1996-07-21 - Re: A Snake-Oil FAQ

Header Data

From: David Sternlight <david@sternlight.com>
To: The Deviant <WlkngOwl@unix.asb.com>
Message Hash: 06be14d082e395bf3d9a90644624ac6507aae98f2838af17a45c494b497672a9
Message ID: <v03007607ae1800d8c5b1@[]>
Reply To: <199607202058.QAA19736@unix.asb.com>
UTC Datetime: 1996-07-21 17:58:52 UTC
Raw Date: Mon, 22 Jul 1996 01:58:52 +0800

Raw message

From: David Sternlight <david@sternlight.com>
Date: Mon, 22 Jul 1996 01:58:52 +0800
To: The Deviant <WlkngOwl@unix.asb.com>
Subject: Re: A Snake-Oil FAQ
In-Reply-To: <199607202058.QAA19736@unix.asb.com>
Message-ID: <v03007607ae1800d8c5b1@[]>
MIME-Version: 1.0
Content-Type: text/plain

At 11:03 PM -0700 7/20/96, The Deviant wrote:

>>                           Snake-Oil Warning Signs
>>                         Encryption Software to Avoid
>>                               (Revision 0.1)
>Looks very nicely done.  I think you pretty much covered it... but...
>> Be wary of marketing gimmicks related to "if you can crack our
>> software" contests.
>Even the best cryptographers and security professionals have done this.
>RSA did it with their Public Key system, which took 20+ years to break.
>Throughout history, many security mechanisms, even the best ones,
>including Cyphers, Locks, Firewalls, etc. have been known to go as far as
>to offer prizes (some extremely high, upwards of a million dollars, some
>as low as RSA's famous $100 prize)
>I think that this one really is just a bit too broad.

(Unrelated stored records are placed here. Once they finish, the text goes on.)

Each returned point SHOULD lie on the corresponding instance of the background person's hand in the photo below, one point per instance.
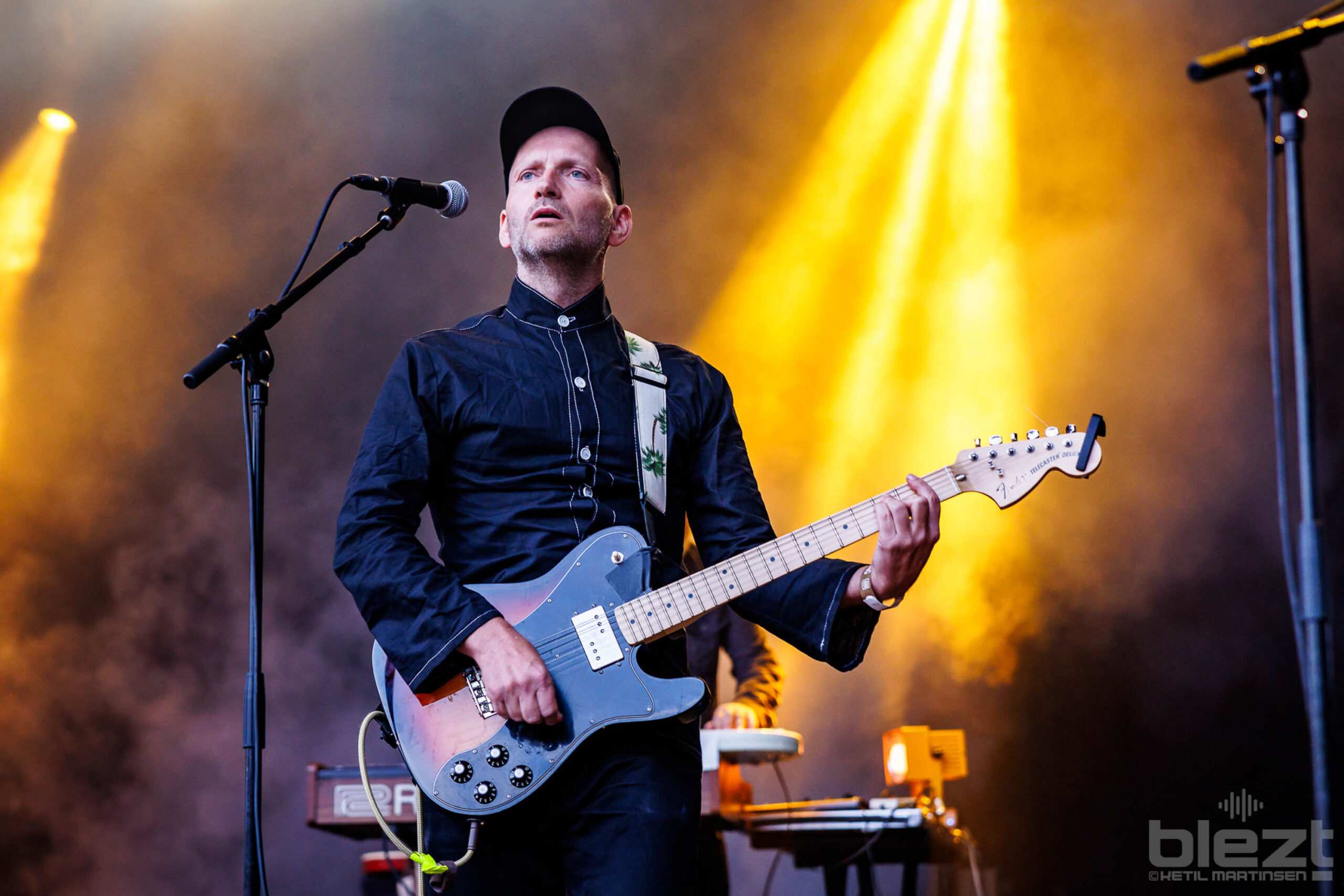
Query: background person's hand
(734, 715)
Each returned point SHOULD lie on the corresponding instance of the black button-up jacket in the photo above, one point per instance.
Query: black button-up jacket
(517, 428)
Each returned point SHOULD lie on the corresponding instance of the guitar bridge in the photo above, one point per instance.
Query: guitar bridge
(483, 700)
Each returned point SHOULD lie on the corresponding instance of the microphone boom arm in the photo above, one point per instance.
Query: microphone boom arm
(252, 336)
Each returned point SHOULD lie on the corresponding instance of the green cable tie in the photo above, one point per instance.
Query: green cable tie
(428, 864)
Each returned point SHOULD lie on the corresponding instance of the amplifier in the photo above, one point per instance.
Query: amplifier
(337, 800)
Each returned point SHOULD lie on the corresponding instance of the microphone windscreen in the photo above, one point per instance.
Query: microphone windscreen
(457, 199)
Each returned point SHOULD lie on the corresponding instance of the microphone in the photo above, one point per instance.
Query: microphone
(449, 198)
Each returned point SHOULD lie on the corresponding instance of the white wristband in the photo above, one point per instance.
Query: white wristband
(870, 597)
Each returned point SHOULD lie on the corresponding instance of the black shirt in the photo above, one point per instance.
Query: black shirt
(517, 428)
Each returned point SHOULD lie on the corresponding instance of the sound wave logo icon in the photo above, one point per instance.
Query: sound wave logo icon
(1241, 805)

So is your comment. What was broken was not public key, but a particular
key length (and by implication shorter ones). You can do that with just
about any system, even a one-time pad, by brute force, but it won't buy you
much more than sharpening your skills, for longer keys.

One particular public key algorithm (you aren't too specific here) WAS
broken a few years ago, but that was not RSA and isn't used any longer. If
memory isn't playing tricks on me it was the knapsack algorithm.